Innovative marketers constantly put new ideas into practice, and some of the most effective new ideas quickly become marketing best practices or emerging trends.
However, when marketing ideas initially move from early adopters to the majority of marketers, they tend to lose their luster. The incredible results the early adopters reported are not repeated.
This happens for two primary reasons:
- Early adopters have an intrinsic advantage. Unique marketing stands out, it is differentiated simply because very few companies are doing it.
- Early adopters have vision. Early adopters are not looking at a best practice and checklist, they are focused on reaching their audience in a way they believe will deliver marketing results. They have a clear vision for why their approach should work and they continue to evolve their approach in order to achieve their vision.
When you follow best practices and chase trends, you allow someone else’s vision to dictate your marketing approach.
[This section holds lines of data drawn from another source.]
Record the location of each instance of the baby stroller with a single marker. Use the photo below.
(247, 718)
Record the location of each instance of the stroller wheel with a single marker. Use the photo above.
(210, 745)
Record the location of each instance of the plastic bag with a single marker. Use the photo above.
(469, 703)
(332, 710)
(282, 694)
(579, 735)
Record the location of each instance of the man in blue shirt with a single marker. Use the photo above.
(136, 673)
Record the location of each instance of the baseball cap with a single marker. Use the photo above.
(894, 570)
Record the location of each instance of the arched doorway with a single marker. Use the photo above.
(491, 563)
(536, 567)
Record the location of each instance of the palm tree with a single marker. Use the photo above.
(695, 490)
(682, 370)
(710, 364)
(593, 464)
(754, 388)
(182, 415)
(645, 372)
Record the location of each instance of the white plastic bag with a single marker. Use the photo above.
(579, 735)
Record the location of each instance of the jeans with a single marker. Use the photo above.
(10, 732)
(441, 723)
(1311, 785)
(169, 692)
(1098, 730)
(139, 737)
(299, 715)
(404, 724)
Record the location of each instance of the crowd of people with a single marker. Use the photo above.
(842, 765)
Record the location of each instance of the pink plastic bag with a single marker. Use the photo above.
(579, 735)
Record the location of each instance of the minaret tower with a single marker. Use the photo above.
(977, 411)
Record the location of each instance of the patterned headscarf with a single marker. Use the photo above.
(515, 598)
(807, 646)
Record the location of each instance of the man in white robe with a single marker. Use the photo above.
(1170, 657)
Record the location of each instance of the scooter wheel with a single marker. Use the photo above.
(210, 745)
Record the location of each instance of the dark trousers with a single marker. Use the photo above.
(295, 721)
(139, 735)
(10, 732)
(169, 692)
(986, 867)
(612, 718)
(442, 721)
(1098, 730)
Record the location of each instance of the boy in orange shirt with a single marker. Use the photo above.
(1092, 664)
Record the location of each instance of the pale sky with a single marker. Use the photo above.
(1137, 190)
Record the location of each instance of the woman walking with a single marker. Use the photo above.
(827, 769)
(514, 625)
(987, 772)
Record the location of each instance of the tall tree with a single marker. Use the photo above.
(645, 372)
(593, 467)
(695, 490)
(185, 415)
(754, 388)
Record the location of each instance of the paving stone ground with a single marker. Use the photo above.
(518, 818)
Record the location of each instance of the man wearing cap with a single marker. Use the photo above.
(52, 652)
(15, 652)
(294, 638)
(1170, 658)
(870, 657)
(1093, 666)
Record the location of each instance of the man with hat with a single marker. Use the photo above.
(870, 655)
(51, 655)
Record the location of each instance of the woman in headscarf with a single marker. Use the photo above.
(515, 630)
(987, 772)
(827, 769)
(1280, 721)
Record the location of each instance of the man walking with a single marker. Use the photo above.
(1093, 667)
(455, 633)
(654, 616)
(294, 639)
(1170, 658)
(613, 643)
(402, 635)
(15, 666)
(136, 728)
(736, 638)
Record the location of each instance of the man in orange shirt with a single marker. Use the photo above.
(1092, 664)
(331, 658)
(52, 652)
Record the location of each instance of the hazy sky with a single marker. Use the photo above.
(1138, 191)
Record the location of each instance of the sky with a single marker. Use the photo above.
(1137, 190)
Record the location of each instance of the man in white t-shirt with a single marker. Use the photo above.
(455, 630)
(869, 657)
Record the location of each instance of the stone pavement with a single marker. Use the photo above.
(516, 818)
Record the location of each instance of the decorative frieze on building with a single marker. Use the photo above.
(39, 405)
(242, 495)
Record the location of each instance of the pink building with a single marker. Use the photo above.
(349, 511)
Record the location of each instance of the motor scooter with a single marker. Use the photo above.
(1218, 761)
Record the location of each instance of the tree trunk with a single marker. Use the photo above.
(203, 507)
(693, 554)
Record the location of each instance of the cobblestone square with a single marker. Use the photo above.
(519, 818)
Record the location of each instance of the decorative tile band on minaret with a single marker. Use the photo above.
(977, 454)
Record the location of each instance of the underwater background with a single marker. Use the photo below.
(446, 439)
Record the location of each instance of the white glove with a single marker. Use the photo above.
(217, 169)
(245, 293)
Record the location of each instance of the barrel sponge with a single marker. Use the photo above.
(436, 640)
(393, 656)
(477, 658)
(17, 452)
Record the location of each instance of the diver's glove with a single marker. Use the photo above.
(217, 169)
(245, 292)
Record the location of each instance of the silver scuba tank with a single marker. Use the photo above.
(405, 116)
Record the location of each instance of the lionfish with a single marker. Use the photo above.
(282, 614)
Essentially, you become a check-the-box marketer, with a list of marketing activities you need to accomplish. Without your own cohesive marketing vision, you risk taking good ideas and ruining them.
Consider the following examples:
- Social listening. A great opportunity for marketers focused on serving their audience, but it has been degraded into an excuse for spamming by some marketers. If you use Twitter, you have likely experienced this first hand.
- Retargeting ads. A great way to reach an interesting audience, retargeting has become annoying and even creepy.
- Content marketing. Content marketing is still on the rise, but we are already seeing the ill effect of marketers that are slaves to their editorial calendars and required content quantity leading to a deluge of mediocre undifferentiated content that doesn’t serve the audience.
Marketers are ruining these good ideas, proven by early adopters, by executing without a clear focus on their audience.
You cannot counter the intrinsic advantages of a successful early adopter. By definition, they had fewer competing marketing messages.
However, you can learn from their successes and mistakes and develop your own vision by focusing on how your marketing will uniquely meet the needs of your audience. Step away from your own marketing plan and look at your marketing through your audience’s perspective. Is it merely marketing noise or is it valuable?
If you are a B2B marketer entering 2012 with increased budgets for social media, content marketing, mobile marketing and marketing automation, consider how your investments will benefit your audience. Otherwise, you will become one more marketer ruining a great marketing opportunity.